6:29 PM PST on February 1, 2011

A long-awaited blueprint to significantly improve safety and livability conditions on Cesar Chavez Street was approved by SFMTA Board today, culminating nearly a decade of community input and planning.

"This is the final step for approval of this really great project," said Marc Caswell, program director of the San Francisco Bicycle Coalition. "This project has been in the works for years, and watching the Department of Public Works, the Public Utilities Commission (PUC), the SFMTA, and everybody at the Planning Department come together to build this world-class project was really inspiring and a great example for how future projects should come together."

Caswell and neighborhood advocates cheered the plan's benefits for pedestrians and bike riders. Redesigning the street will also lead to a reduction in speeding motor traffic.

For five years now, community groups and city agencies have been working together to develop a vision to improve a street that residents described as a "mini-freeway" so dangerous that even some drivers avoided it. The SFMTA's Mike Sallaberry of the Sustainable Streets Division noted that bicyclists and pedestrians have disproportionately comprised 8 and 15 percent, respectively, of the street's 150 crashes over the past five years.

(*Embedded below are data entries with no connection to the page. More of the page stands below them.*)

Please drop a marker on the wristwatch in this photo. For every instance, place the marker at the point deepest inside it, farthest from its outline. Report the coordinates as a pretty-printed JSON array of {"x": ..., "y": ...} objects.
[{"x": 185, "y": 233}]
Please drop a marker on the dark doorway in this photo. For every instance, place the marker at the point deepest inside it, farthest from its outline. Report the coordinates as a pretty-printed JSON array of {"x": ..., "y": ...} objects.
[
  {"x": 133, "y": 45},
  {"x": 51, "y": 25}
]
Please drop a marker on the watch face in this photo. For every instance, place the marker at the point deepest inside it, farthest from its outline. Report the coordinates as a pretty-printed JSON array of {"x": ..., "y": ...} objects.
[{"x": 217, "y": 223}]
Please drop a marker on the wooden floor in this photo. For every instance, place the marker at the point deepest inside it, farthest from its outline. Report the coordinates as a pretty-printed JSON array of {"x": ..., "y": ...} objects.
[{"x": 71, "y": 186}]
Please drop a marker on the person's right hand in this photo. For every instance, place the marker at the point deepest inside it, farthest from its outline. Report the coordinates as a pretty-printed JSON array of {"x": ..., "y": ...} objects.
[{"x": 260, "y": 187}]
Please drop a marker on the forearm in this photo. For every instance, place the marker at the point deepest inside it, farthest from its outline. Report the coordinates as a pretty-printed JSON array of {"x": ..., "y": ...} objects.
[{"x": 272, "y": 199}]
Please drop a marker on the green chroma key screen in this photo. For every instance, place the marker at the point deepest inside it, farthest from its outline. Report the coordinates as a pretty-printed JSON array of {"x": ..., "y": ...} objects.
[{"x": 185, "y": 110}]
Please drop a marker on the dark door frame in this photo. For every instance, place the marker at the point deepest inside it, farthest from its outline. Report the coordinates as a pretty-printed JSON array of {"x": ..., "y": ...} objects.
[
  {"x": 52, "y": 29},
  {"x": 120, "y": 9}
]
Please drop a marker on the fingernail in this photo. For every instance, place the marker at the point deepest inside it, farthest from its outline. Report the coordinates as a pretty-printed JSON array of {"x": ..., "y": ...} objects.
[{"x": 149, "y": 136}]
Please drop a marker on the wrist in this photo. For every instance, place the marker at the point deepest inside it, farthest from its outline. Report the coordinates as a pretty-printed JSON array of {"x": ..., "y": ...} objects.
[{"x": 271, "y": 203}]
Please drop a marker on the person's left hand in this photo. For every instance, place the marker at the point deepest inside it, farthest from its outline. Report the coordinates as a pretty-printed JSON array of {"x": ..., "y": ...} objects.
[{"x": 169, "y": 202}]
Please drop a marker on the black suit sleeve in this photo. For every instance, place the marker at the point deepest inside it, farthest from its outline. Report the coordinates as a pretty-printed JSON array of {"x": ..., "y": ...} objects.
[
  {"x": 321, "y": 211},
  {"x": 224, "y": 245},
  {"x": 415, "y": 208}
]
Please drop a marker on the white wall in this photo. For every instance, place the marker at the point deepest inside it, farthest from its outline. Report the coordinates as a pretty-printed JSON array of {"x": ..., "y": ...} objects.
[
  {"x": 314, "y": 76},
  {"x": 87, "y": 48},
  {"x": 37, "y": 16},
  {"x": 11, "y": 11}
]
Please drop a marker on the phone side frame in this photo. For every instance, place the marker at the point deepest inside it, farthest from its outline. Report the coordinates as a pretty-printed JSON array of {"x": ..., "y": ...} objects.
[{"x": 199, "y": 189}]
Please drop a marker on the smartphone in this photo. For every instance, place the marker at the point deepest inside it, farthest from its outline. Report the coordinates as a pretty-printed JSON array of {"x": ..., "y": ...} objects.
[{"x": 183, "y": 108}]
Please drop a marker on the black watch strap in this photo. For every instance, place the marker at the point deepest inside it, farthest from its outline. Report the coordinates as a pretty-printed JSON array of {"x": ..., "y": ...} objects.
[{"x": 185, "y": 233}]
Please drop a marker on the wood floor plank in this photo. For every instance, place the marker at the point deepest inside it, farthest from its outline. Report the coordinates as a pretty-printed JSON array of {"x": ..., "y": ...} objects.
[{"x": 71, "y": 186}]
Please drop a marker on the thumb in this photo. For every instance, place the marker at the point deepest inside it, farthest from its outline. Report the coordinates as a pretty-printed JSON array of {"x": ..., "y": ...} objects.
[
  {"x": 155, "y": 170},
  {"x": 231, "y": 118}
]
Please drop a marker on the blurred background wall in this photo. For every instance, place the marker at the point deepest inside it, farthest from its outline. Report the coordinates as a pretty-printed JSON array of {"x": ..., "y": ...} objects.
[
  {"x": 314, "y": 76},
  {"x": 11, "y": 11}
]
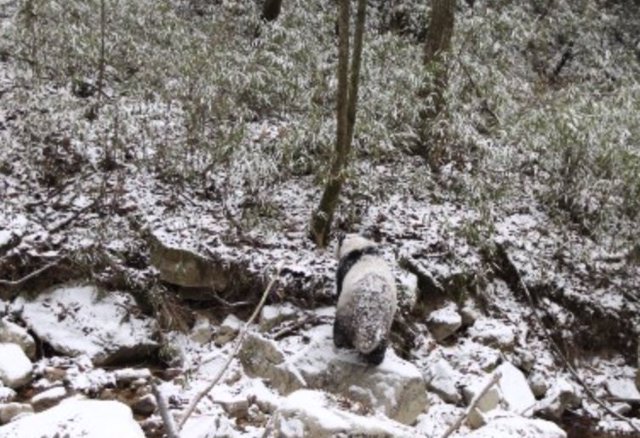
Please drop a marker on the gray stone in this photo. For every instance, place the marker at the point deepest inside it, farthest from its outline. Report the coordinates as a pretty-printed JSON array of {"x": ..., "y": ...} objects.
[
  {"x": 518, "y": 427},
  {"x": 395, "y": 387},
  {"x": 444, "y": 322},
  {"x": 13, "y": 333},
  {"x": 145, "y": 405},
  {"x": 442, "y": 379},
  {"x": 516, "y": 394},
  {"x": 9, "y": 411},
  {"x": 493, "y": 333},
  {"x": 320, "y": 415},
  {"x": 15, "y": 366},
  {"x": 272, "y": 315},
  {"x": 228, "y": 330},
  {"x": 48, "y": 398},
  {"x": 561, "y": 396},
  {"x": 82, "y": 320}
]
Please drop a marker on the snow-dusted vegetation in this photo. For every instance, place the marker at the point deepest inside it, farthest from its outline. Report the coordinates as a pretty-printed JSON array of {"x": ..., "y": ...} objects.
[{"x": 160, "y": 162}]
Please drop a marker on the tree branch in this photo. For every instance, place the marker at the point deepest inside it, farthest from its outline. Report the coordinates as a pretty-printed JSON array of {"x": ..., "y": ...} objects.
[{"x": 233, "y": 354}]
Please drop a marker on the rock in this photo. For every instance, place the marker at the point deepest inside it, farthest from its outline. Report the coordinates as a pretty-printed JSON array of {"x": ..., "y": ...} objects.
[
  {"x": 539, "y": 384},
  {"x": 442, "y": 379},
  {"x": 127, "y": 376},
  {"x": 82, "y": 320},
  {"x": 469, "y": 313},
  {"x": 516, "y": 395},
  {"x": 493, "y": 333},
  {"x": 189, "y": 269},
  {"x": 518, "y": 427},
  {"x": 228, "y": 330},
  {"x": 395, "y": 387},
  {"x": 273, "y": 315},
  {"x": 489, "y": 401},
  {"x": 560, "y": 397},
  {"x": 318, "y": 415},
  {"x": 202, "y": 331},
  {"x": 6, "y": 394},
  {"x": 145, "y": 405},
  {"x": 15, "y": 366},
  {"x": 444, "y": 322},
  {"x": 13, "y": 333},
  {"x": 9, "y": 411},
  {"x": 76, "y": 417},
  {"x": 48, "y": 398},
  {"x": 622, "y": 389}
]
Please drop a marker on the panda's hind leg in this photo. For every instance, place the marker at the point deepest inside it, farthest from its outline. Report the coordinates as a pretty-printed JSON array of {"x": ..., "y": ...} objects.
[{"x": 340, "y": 335}]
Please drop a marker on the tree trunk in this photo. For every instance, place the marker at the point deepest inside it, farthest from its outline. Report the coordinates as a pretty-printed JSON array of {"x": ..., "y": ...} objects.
[
  {"x": 439, "y": 34},
  {"x": 271, "y": 9},
  {"x": 347, "y": 99}
]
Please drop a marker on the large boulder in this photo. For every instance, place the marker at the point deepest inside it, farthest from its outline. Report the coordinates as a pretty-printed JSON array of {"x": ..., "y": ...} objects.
[
  {"x": 319, "y": 415},
  {"x": 395, "y": 387},
  {"x": 77, "y": 418},
  {"x": 77, "y": 320},
  {"x": 11, "y": 332},
  {"x": 15, "y": 366}
]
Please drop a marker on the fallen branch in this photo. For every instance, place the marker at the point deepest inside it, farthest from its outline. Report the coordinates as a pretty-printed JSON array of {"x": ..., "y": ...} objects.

"I would gladly add a minute or two to my drive to and from the freeway to ensure safety for bike riders and pedestrians," said one commuter who uses the motor thoroughfare regularly by bike and car.

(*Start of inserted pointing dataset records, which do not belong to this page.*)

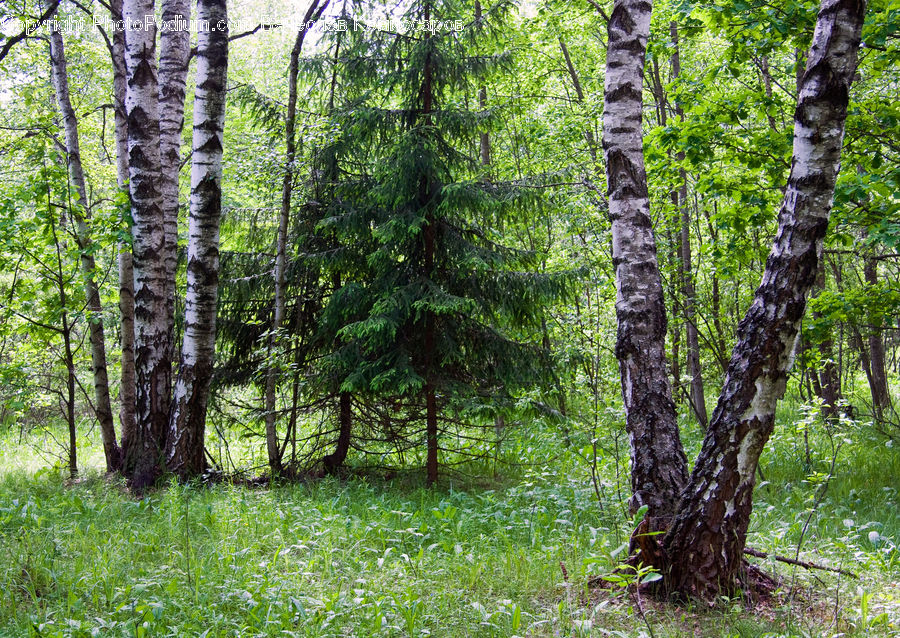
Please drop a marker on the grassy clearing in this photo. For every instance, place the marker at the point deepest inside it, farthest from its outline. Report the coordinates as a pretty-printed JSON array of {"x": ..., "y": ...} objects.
[{"x": 378, "y": 557}]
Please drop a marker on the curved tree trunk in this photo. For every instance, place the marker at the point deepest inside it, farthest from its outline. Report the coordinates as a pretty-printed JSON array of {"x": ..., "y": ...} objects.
[
  {"x": 184, "y": 444},
  {"x": 658, "y": 463},
  {"x": 706, "y": 542},
  {"x": 144, "y": 451},
  {"x": 81, "y": 215},
  {"x": 126, "y": 272}
]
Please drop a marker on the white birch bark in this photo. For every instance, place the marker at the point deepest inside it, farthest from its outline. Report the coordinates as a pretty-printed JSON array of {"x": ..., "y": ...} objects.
[
  {"x": 174, "y": 53},
  {"x": 126, "y": 272},
  {"x": 143, "y": 456},
  {"x": 81, "y": 215},
  {"x": 185, "y": 452},
  {"x": 658, "y": 463},
  {"x": 706, "y": 542}
]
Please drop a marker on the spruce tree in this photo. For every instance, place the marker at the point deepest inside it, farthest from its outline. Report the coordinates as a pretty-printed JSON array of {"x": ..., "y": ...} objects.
[{"x": 438, "y": 321}]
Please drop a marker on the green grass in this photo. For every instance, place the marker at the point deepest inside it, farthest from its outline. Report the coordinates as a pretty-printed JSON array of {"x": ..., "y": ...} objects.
[{"x": 378, "y": 557}]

Sallaberry described the plan, saying it would cost-efficiently add features such as bike lanes, a landscaped median, and sidewalk bulb-outs in conjunction with sewer pipe and lighting projects already planned by the PUC.

Critics have said the proposed bike lanes, which would be painted between parked vehicles and moving motor traffic, don't go far enough to improve safety compared to physically separated facilities, such as those being planned for Masonic Avenue.

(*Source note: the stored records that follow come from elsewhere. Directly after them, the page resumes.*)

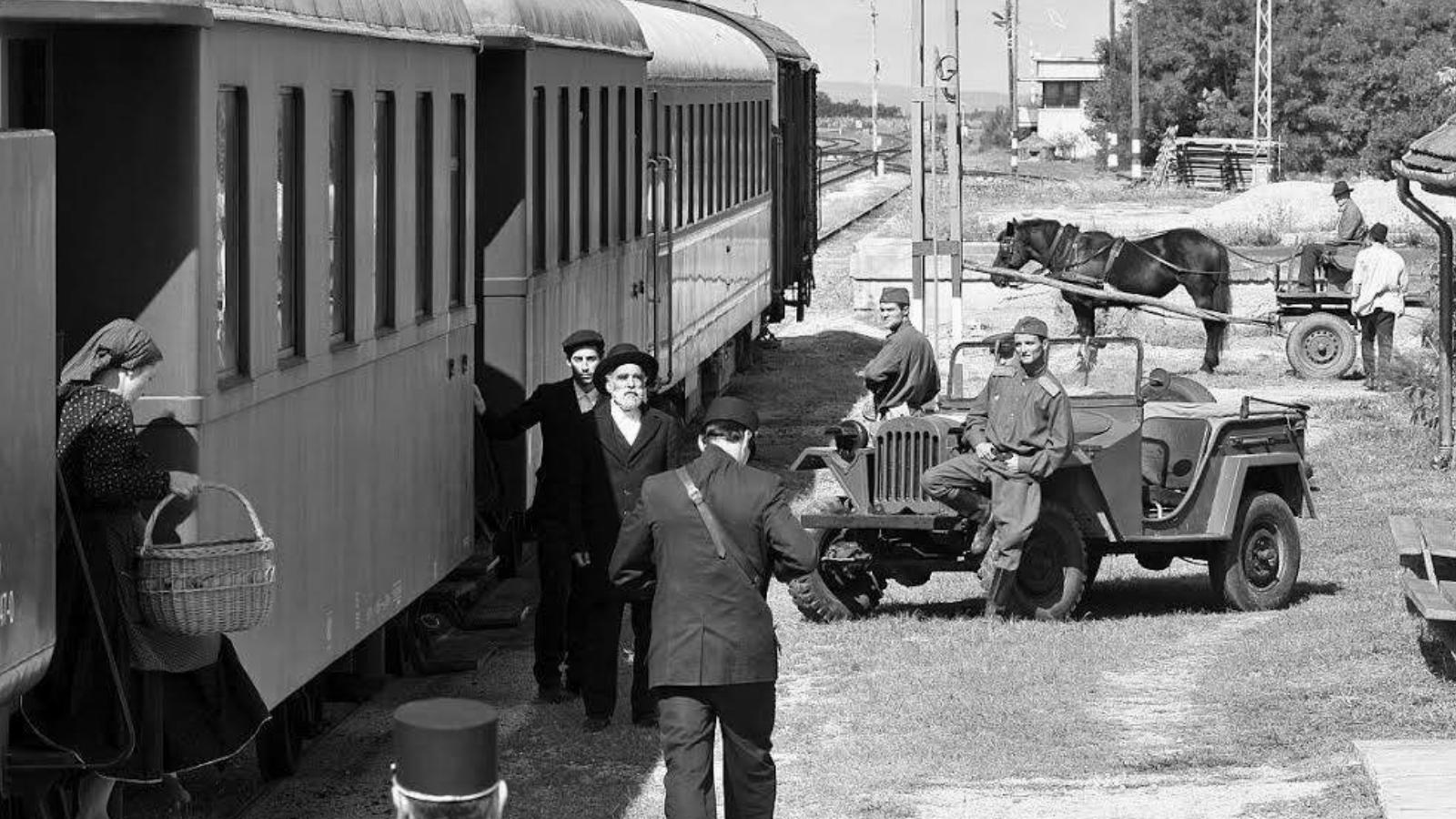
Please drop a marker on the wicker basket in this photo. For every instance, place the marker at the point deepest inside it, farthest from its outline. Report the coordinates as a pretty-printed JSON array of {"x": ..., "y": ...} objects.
[{"x": 208, "y": 588}]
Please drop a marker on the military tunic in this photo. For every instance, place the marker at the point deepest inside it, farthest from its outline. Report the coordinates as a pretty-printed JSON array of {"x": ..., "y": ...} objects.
[
  {"x": 1023, "y": 414},
  {"x": 905, "y": 372}
]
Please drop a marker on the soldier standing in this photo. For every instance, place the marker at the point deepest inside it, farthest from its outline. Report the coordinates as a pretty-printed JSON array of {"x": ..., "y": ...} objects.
[
  {"x": 903, "y": 379},
  {"x": 1019, "y": 430},
  {"x": 558, "y": 407},
  {"x": 706, "y": 538}
]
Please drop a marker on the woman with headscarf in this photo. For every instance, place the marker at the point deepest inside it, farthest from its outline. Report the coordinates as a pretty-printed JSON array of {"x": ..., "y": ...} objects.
[{"x": 189, "y": 698}]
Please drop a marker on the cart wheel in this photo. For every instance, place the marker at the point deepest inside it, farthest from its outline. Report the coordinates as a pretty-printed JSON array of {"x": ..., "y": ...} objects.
[
  {"x": 1321, "y": 346},
  {"x": 1259, "y": 567}
]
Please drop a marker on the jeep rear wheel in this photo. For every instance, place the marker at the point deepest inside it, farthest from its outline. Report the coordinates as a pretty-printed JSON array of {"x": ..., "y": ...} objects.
[
  {"x": 1257, "y": 569},
  {"x": 841, "y": 588},
  {"x": 1053, "y": 569}
]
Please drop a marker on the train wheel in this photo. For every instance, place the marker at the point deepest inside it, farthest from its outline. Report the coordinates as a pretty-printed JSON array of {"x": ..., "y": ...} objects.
[
  {"x": 280, "y": 742},
  {"x": 1321, "y": 346}
]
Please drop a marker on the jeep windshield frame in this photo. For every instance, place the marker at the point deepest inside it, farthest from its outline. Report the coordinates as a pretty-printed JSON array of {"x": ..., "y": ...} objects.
[{"x": 1116, "y": 376}]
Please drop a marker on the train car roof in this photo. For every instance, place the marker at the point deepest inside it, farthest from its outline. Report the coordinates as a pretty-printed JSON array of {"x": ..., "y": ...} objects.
[
  {"x": 691, "y": 47},
  {"x": 424, "y": 21},
  {"x": 594, "y": 25}
]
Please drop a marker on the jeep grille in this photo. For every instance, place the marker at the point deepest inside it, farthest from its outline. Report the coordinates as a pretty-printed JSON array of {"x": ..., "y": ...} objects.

SFMTA Director Cheryl Brinkman said that according to Sallaberry and PUC staff, a buffered bike lane wouldn't currently be possible without removing the landscaped median or parking lanes. Without critical funding from the PUC that depends on including the stormwater-mitigating median, the project may not be possible.

As for the option of using the medians to separate bike and auto traffic, she said it would conflict with the location of underground sewer pipes, and removing parking would be a politically difficult option.

The sewer portion of the work is scheduled to start this spring while construction on the streetscape plan should begin in the fall.